Discussion:
In recent years, sialendoscopy has demonstrated effectiveness in avoiding sialoadenectomy, and therefore external approaches, in selected cases of obstructive and non neoplastic pathology3. In many of these cases, and in case of bulky intraductal palpable stones in the floor of mouth, the same results are obtained by transoral incision and removal.
However, in many cases of neoplastic pathology and chronic sialadenitis, sialoadenectomy remains indicated. With the advent of minimally invasive techniques, there has been a renewed interest in developing approaches that avoid visible scars, including robotic-assisted trans-hairline/retroauricular approaches (DOI: 10.1016/j.ijom.2012.04.008) and transoral robotic surgery (TORS)4. Yet, the “classical” transcervical approach remains the most validated and popular among head and neck surgeons, and the less demanding in terms of time and technology required. The submandibular degloving, always performed in the present series1, is a variant of the classical transcervical approach.
In table II results and complication rate among different sialoadenectomy techniques in different series are compared.
In the present series, the most relevant complication was the postoperative bleeding in a patient with a large (4.5 cm) benign tumor (pleomorphic adenoma); such large dimensions may be a contraindication to the described technique.
Another complication has been a surgical bed hematoma after the removal of the suction drain, associated with uncontrolled hypertension on the 6th postoperative day; it required the placement of a new suction drain and the adjustment of antihypertensive therapy, and confirmed our attitude, differently from some recent reports5, to always use suction drains to reduce the risk of postoperative haemorrhage and infection.
Benign tumours do not disrupt the capsular layer of the gland so that if the technique is carried out correctly the risk of spillage is supposed to be minimal. This assumption is confirmed by the fact that in the present series we recorded no recurrences among the benign tumors resected.

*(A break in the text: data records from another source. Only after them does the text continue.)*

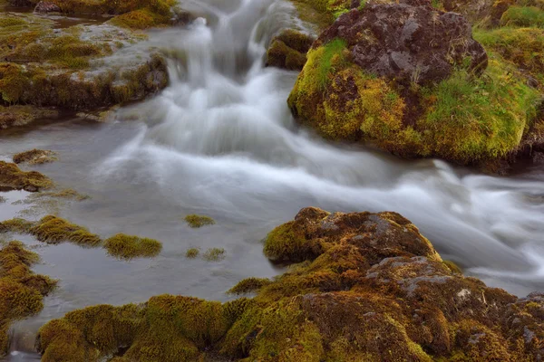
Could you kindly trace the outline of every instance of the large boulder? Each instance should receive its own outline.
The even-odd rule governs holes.
[[[74,310],[37,339],[43,361],[539,361],[544,297],[464,277],[396,213],[301,210],[265,253],[297,262],[227,303],[161,295]]]
[[[488,57],[463,16],[403,0],[340,16],[314,43],[287,102],[330,139],[489,164],[518,149],[539,98]]]

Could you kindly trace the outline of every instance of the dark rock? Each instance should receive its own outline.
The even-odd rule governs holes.
[[[485,70],[488,56],[472,39],[471,27],[461,14],[442,13],[426,1],[413,4],[367,5],[354,9],[318,38],[346,41],[355,64],[381,77],[435,83],[446,79],[467,58],[476,73]]]
[[[301,71],[314,43],[311,36],[291,29],[272,39],[267,52],[267,66]]]
[[[53,3],[41,1],[34,8],[34,13],[60,13],[61,8]]]

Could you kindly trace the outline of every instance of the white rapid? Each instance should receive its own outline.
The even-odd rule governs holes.
[[[171,204],[242,222],[279,224],[309,205],[396,211],[468,273],[518,294],[543,289],[541,170],[492,177],[327,144],[292,119],[286,100],[296,74],[264,67],[278,30],[304,29],[292,5],[182,5],[202,17],[150,39],[170,56],[171,85],[119,112],[141,129],[98,164],[95,182],[151,185]]]

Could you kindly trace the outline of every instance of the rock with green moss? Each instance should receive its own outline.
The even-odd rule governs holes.
[[[23,171],[15,164],[0,161],[0,188],[36,192],[53,186],[53,181],[37,171]]]
[[[56,281],[30,270],[38,261],[20,242],[0,250],[0,357],[9,349],[10,325],[42,310],[44,296],[56,286]]]
[[[289,247],[286,231],[304,235],[304,243]],[[253,299],[221,304],[160,295],[141,305],[72,311],[40,329],[42,360],[513,362],[544,357],[542,294],[518,299],[453,272],[396,213],[303,209],[268,235],[266,248],[299,262],[274,281],[248,279],[234,288],[255,291]]]
[[[57,160],[56,153],[47,149],[31,149],[14,155],[15,164],[28,163],[29,165],[42,165]]]
[[[267,65],[301,71],[306,61],[306,53],[314,39],[293,29],[282,31],[272,39],[267,52]]]
[[[29,232],[40,242],[46,243],[70,242],[85,247],[95,247],[102,243],[98,235],[84,227],[54,215],[42,218]]]
[[[206,215],[199,215],[196,214],[191,214],[184,217],[185,222],[189,226],[198,229],[202,226],[213,225],[215,224],[215,220],[213,220],[209,216]]]
[[[106,239],[104,248],[110,255],[121,259],[151,258],[160,252],[162,243],[154,239],[118,233]]]
[[[538,121],[539,92],[488,59],[461,15],[414,1],[366,5],[325,30],[289,96],[294,116],[401,157],[510,157]]]

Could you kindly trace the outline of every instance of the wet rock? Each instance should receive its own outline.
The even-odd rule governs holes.
[[[359,67],[398,81],[436,83],[466,59],[476,73],[487,67],[487,53],[472,39],[468,21],[430,5],[367,5],[340,16],[317,43],[335,38],[346,42]]]
[[[264,361],[542,357],[543,295],[518,299],[452,272],[398,214],[306,208],[268,234],[265,251],[302,262],[231,289],[256,291],[251,300],[161,295],[70,312],[40,329],[42,360],[121,351],[121,360],[167,362],[210,353]]]
[[[296,30],[284,30],[272,39],[267,52],[267,65],[301,71],[306,61],[306,53],[314,39]]]
[[[54,3],[51,3],[48,1],[41,1],[38,3],[36,7],[34,7],[35,13],[60,13],[61,8]]]

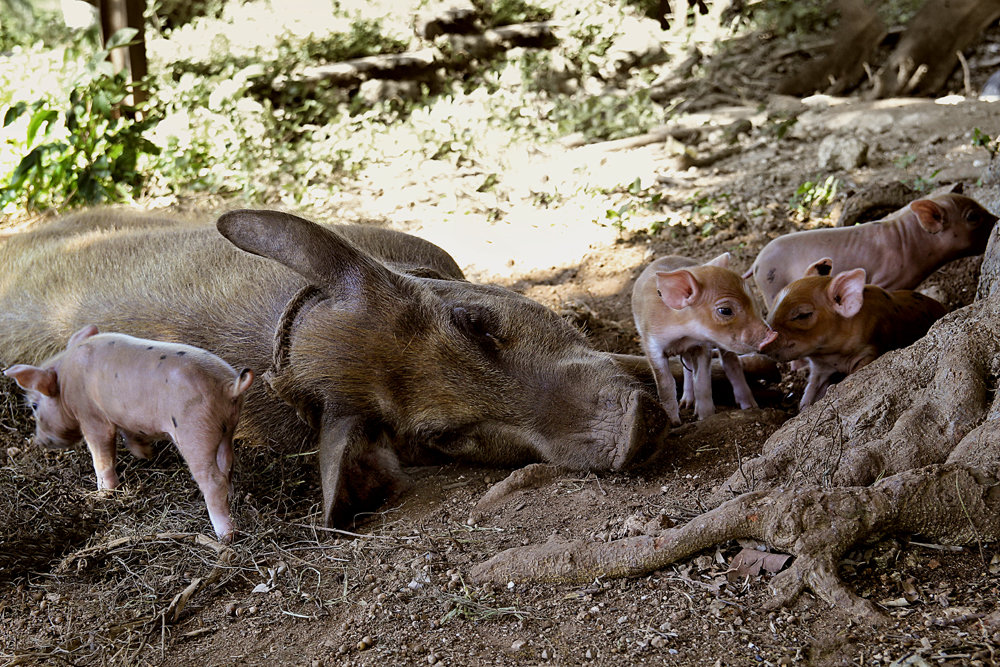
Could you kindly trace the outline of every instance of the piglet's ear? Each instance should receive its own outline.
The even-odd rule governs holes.
[[[865,270],[838,273],[826,292],[834,312],[842,317],[854,317],[865,302]]]
[[[38,368],[27,364],[17,364],[11,366],[3,372],[7,377],[14,378],[22,389],[37,391],[48,397],[55,397],[59,394],[59,382],[56,379],[56,372],[51,368]]]
[[[66,347],[73,347],[80,341],[86,340],[87,338],[90,338],[91,336],[94,336],[96,334],[97,334],[97,327],[95,327],[93,324],[88,324],[87,326],[83,327],[82,329],[80,329],[75,334],[69,337],[69,343],[66,344]]]
[[[829,257],[824,257],[818,262],[813,262],[806,269],[805,275],[807,276],[828,276],[833,273],[833,260]]]
[[[918,199],[910,202],[910,210],[917,216],[917,222],[931,234],[944,230],[945,213],[933,199]]]
[[[728,252],[724,252],[721,255],[719,255],[718,257],[716,257],[715,259],[710,260],[708,262],[705,262],[705,265],[706,266],[717,266],[720,269],[728,269],[729,268],[729,260],[730,259],[732,259],[732,256]]]
[[[674,310],[687,308],[701,294],[701,285],[690,271],[657,271],[656,291],[660,299]]]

However, in the literature, the most relevant risk in submandibular gland surgery is the damage to the nerves lying in the area. The Hayes-Martin maneuver is the most adopted trick to spare the MMN. On the other hand, the main arguments of the advocates of the intraoral approach are that it avoids the cervical incision and, most of all, the dissection in close proximity to MMN itself. However, such approaches are associated with a higher risk of lingual and hypoglossal nerves injury and limitation in tongue movements6–89(see table II). In addition, intraoral dissection is difficult in chronically inflamed glands with severe adhesions to surrounding tissue, and conversion to the transcervical approach may be necessary8.
Because of such a markedly higher overall rate of nerve injury in transoral approaches, the transcervical approach remains the standard for submandibular sialoadenectomy. The present work is the first series of submandibular deglovings in the literature showing a neural complication rate (only two cases of transient nerve dysfunction in the present series) lower than the classical submandibular sialoadenectomy operation7,10–17. Such preliminary results, if confirmed on larger series, would support submandibular degloving, based on blunt subfascial and supracapsular dissection, sparing of the fascial layer and of vessels and nerves within it1, as a new standard for submandibular sialoadenectomy.